Recensione À moi seule (2012)

A moi seule risulta un esperimento non completamente riuscito, inadatto a dire qualcosa di nuovo ed interessante su un tema drammatico di cui si limita a tratteggiare un quadro sbiadito.

Dov'è la libertà?

E' una strana coincidenza ritrovarsi a scrivere di A moi seule proprio mentre online si torna a leggere del caso di Natascha Kampush in relazione a novità sulla morte del suo carceriere Priklopil. Perchè è chiara l'ispirazione di Frederic Videau per la storia di quel rapimento, sebbene la didascalia iniziale tenga a sottolineare come fatti e pensieri dei personaggi del film siano assolutamente immaginari.
Gaële è il nome della protagonista, rilasciata improvvisamente proprio ad inizio film dopo otto anni prigioniera di Vincent, otto anni in cui il suo carceriere è stato tutto per lei, in cui ha dovuto vivere giorno dopo giorno guadagnando i suoi favori per ottenere ciò di cui aveva bisogno. Una lotta che non finisce con la sua liberazione, con il ritorno in un mondo tutto da scoprire, tornando a contatto con dei genitori che non conosce ed una casa che non le appartiene più. Prigioniera nel mondo esterno quanto in casa di Vincent.
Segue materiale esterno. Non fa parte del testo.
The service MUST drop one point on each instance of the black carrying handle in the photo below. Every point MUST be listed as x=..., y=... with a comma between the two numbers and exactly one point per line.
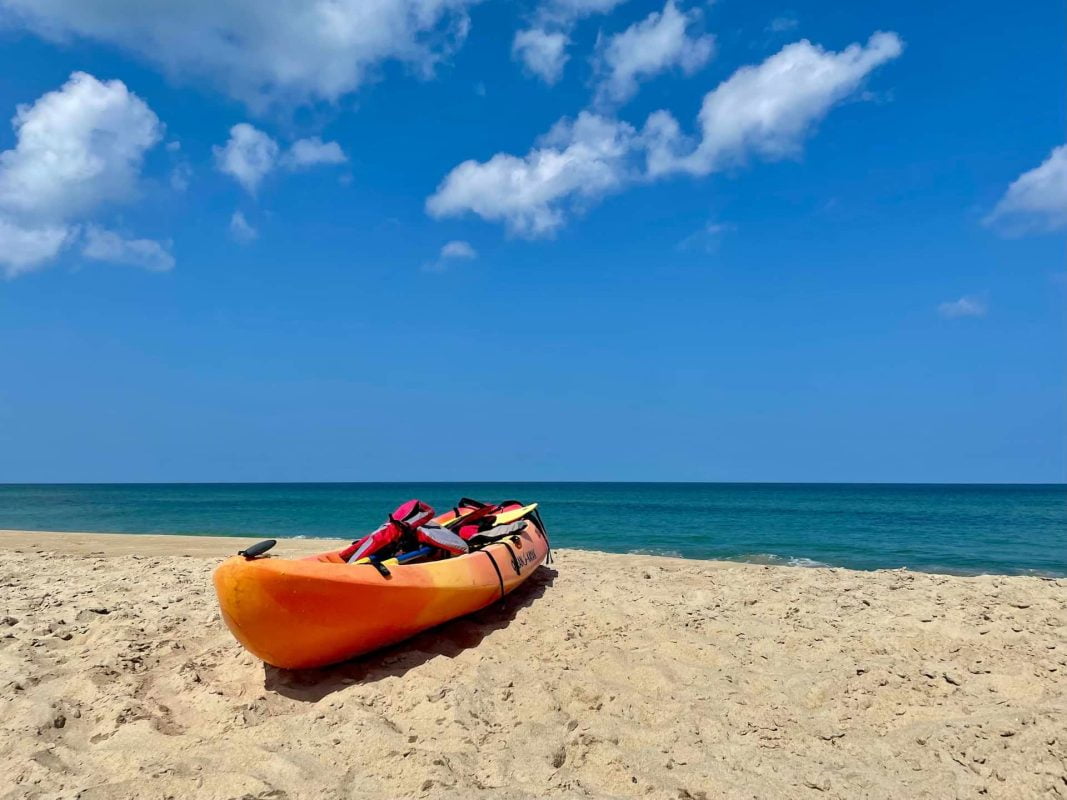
x=258, y=548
Videau è interessato soprattutto al mondo interiore di Gaële, a quello che prova, alla sofferenza che ha vissuto e che deve ancora affrontare. Per questo apre il film con la sua liberazione, per sgomberare subito il campo dall'aspetto più sensazionalistico della storia e permettere allo spettatore di concentrarsi sulla protagonista, il suo disagio e smarrimento, la difficoltà di ritrovare il proprio posto nel mondo, ma anche la sua forza nell'affrontare la situazione. Non si tratta della classica Sindrome di Stoccolma, ma proprio di un legame che suo malgrado si è formato con Vincent, unico punto di riferimento per otto lunghi anni. Non stupisce che sia proprio la notizia della morte di lui a spingerla a trovare la sua strada, a renderla realmente libera.
Si tratta di un argomento delicato, che avrebbe meritato un'analisi più approfondita, sia dal punto di vista della ragazza, che per quanto riguarda le motivazioni di Vincent, desideroso di essere una figura simile ad un padre per lei.
Videau alterna il presente di Gaële con framenti della sua vita con Vincent, con lo scopo di mostrarci questo legame così inevitabilmente incomprensibile, di spiegarci l'evoluzione della loro storia dai primi difficili momenti in avanti. Ma alcuni passaggi del rapporto tra i due appaiono affrettati, soprattutto l'analisi della componente sessuale di questa relazione. Così come non convincono altri aspetti della pellicola: pensiamo per esempio alla gestione della colonna sonora, che passa da un'assenza di musica efficace ed opprimente ad un brano più ritmato che sottolinea in modo inadeguato la partenza di Gaële da casa.
A moi seule, presentato in concorso all'edizione 2012 del Festival di Berlino, risulta quindi un esperimento non completamente riuscito, inadatto a dire qualcosa di nuovo ed interessante su un tema drammatico di cui si limita a tratteggiare un quadro sbiadito.